Monday, June 19, 2017

Coming and Going


Blessed shall you be coming in and going out....Deut. 28:6


"London isn't what it used to be."

"Oh my word, no. People are afraid of each other," said the husband, his monstrous camera hanging from his neck. "It's wonderful here in America. Nancy and I love Cape Cod, don't we duck? I even got a good shot of a great white shark. Just the dorsal fin, of course."

Marjorie recalled that the sign had said the waters off Herring Cove were shark infested. The sharks preyed on the seals. She and Peter had seen the seals swimming parallel to the shore, very close in. They must be skittish, she thought. Like English people riding the tube late at night hemmed in by the residue of empire. She remembered how they had walked in the great city, near Piccadilly, trying to identify the languages spoken by women in saris, turbaned men talking into their phones. Urdu, Bengali, their alphabets decorative, each letter its own universe. London was like an animated atlas, the original sound cloud.

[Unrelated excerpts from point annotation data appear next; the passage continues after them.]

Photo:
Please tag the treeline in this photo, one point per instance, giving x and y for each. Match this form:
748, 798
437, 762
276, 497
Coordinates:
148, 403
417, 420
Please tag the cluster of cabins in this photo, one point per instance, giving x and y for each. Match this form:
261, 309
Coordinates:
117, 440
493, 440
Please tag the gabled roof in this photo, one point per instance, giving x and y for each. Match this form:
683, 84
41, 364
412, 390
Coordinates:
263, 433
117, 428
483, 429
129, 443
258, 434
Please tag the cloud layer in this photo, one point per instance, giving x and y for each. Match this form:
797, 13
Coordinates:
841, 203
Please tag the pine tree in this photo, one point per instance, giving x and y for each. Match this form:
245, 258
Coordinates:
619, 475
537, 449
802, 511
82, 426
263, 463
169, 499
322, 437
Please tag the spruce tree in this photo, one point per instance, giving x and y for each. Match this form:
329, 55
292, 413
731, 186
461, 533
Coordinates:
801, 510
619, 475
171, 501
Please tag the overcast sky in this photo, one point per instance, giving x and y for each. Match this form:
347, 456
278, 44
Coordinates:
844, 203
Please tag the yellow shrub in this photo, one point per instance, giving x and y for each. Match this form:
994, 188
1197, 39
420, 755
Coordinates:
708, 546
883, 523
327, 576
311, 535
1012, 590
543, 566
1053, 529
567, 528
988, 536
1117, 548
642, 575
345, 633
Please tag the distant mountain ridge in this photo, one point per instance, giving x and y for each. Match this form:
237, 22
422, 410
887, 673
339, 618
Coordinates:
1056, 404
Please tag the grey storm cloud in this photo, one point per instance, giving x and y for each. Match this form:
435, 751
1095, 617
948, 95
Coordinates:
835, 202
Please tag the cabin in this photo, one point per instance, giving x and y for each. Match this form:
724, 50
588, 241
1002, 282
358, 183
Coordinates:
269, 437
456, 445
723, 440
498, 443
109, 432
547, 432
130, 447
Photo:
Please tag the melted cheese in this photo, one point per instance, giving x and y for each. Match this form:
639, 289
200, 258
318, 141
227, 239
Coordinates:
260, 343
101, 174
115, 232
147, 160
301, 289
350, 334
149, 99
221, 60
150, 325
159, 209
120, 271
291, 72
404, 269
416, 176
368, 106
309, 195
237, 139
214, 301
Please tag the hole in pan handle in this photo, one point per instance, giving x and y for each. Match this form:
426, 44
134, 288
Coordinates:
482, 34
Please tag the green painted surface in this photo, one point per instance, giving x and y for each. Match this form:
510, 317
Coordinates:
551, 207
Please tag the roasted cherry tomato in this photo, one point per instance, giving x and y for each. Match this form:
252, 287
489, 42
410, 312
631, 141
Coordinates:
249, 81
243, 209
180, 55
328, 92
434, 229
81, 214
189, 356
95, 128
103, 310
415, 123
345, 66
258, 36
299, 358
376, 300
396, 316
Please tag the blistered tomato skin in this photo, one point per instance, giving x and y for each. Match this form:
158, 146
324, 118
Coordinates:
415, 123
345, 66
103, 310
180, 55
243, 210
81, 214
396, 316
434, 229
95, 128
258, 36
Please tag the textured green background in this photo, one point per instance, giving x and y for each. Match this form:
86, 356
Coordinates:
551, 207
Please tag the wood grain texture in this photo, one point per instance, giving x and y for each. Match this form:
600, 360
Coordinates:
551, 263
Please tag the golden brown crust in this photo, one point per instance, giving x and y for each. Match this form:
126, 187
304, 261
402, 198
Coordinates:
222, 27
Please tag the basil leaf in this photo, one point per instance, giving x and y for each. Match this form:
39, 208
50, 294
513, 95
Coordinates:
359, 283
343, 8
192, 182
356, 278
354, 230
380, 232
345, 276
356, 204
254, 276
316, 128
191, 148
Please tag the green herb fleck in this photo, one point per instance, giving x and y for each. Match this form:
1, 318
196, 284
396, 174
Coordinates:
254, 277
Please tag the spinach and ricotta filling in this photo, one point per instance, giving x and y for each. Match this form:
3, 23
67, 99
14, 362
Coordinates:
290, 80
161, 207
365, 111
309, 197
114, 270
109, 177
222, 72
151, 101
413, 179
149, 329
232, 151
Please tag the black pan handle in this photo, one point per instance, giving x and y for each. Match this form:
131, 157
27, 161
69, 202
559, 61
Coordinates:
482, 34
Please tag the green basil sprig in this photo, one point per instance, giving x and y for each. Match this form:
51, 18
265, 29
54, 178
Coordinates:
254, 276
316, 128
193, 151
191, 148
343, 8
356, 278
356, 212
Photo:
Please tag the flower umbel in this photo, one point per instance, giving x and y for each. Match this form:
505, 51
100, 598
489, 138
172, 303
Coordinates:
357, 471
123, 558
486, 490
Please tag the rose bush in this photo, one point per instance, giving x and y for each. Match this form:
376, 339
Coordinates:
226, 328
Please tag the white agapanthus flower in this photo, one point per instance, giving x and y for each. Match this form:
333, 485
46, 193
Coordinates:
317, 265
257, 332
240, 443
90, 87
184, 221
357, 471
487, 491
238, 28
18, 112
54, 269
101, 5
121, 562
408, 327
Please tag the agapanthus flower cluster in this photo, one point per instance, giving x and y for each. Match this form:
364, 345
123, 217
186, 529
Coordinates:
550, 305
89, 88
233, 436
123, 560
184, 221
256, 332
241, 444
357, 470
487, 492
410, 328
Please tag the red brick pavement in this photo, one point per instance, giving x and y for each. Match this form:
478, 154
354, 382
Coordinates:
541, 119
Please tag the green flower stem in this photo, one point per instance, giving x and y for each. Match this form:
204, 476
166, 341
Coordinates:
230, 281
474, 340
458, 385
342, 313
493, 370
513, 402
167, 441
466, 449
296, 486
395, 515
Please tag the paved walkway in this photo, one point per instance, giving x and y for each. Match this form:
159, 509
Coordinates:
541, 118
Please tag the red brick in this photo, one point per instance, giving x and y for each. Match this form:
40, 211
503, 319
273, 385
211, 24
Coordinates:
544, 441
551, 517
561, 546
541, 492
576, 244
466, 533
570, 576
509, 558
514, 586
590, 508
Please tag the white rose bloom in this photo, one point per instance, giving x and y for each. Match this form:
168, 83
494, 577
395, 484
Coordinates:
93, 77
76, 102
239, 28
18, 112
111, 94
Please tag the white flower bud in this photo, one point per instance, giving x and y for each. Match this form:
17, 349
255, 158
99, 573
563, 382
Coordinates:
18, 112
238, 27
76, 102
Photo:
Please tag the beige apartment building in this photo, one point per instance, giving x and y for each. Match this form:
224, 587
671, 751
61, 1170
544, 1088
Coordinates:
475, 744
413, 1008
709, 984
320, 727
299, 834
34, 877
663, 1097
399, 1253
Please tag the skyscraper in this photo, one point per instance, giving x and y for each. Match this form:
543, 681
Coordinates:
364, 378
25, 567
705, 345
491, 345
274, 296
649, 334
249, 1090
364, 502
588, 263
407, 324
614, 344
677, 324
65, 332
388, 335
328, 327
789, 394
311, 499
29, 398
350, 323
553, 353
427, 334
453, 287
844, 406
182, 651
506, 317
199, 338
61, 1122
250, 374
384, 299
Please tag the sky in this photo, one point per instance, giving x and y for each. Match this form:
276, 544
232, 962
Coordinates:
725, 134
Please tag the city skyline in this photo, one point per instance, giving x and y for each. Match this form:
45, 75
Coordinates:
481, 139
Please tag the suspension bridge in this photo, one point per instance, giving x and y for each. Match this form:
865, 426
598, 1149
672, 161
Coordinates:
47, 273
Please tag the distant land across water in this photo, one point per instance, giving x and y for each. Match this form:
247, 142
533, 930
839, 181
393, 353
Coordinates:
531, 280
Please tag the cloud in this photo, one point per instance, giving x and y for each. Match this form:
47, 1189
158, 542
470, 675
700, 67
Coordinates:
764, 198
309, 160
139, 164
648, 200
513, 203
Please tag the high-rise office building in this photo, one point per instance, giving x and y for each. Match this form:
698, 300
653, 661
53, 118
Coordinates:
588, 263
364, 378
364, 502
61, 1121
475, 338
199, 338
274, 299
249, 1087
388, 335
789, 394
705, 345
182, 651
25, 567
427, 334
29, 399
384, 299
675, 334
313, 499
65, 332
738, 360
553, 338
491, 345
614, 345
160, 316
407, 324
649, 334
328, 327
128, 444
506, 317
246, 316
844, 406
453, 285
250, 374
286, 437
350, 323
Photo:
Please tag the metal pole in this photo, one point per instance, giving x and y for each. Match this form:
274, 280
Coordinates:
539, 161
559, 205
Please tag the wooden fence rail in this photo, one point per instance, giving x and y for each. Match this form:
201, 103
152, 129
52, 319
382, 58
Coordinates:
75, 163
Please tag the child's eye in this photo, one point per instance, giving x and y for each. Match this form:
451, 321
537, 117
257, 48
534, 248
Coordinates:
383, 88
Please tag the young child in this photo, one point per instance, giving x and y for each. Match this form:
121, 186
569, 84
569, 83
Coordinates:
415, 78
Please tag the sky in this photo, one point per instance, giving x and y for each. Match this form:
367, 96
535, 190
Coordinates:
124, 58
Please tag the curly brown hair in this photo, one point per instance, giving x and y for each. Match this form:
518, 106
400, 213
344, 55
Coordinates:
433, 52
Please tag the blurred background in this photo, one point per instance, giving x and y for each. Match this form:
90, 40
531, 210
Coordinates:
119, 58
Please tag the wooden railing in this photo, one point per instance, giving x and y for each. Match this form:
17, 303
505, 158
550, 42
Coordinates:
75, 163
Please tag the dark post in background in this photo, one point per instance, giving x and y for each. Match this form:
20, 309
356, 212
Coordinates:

Here, at the beach, all they heard were gulls overhead, the slapping of the surf. It was such an immense space. Not a space really, more like an expanse. Behind them, the scrub and rose hips. Under, to each side and in front of them, the sand dotted with shells, salmon-colored, pale green, mother-of-pearl. Facing them, the sea, stretching to the horizon, beyond which people in pubs, black, brown and white, were drinking their pints. The sky above was the color of cornflowers, the October sun resilient and proud of itself.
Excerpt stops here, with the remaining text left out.